I'm exaggerating a bit: distressed debt is still getting hurt, even today, but the general thrust is true. Only two flavors.
You think we have problems? Pity the poor Greek parliamentarian, sitting between the Scylla of their constituents (the Greek people) and the Charybdis of the global banks.
The betting, as you can see, is that the EU and the banks are going to force-feed the Greeks a bailout none of them want.
People who live in glass countries...finally, I was struck by a Reuters story this morning that mentioned that Greece's sovereign debt amounted to 340 billion euros, or more than 30,000 euros per head of its 11.3 million population. That's $42,900 for every man, woman and child in the country.
I thought, my heavens, that's a lot of money, until I checked on the U.S. outstanding public debt per person: $46,201 ($14.3 trillion, with a population of 310 million).
It's not entirely a fair comparison (per-capita income in the U.S. is far higher), but you get the idea.
Elsewhere, the slowdown in retail trading continues. I've been noting that trading activity has been down across the board since April — not just retail, but institutional and high-frequency trading is down.
That trend appears to be continuing in June, at least for retail traders.

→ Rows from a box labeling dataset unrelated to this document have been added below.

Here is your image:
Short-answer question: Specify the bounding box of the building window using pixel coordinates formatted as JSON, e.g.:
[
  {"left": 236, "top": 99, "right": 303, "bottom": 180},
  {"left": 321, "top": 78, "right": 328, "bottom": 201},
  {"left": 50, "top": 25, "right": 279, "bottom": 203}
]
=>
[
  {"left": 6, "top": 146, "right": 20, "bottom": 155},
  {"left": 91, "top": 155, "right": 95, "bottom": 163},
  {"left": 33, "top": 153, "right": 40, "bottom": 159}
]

Retail trading activity as measured by Daily Avenue Revenue Trades (DARTs) of the major eBrokers are down 15 percent through June 17th compared to the same period in May, according to Rich Repetto at Sandler O'Neill.
He is modeling a 5 to 7.5 percent decline in DARTs for the eBrokers for the full month, which means that EPS for the group may fall short of expectations.
Much of this may already be priced in, Repetto notes: online brokers have had a miserable month, down 11.6 percent to date, while the S&P 500 is down only 5 percent.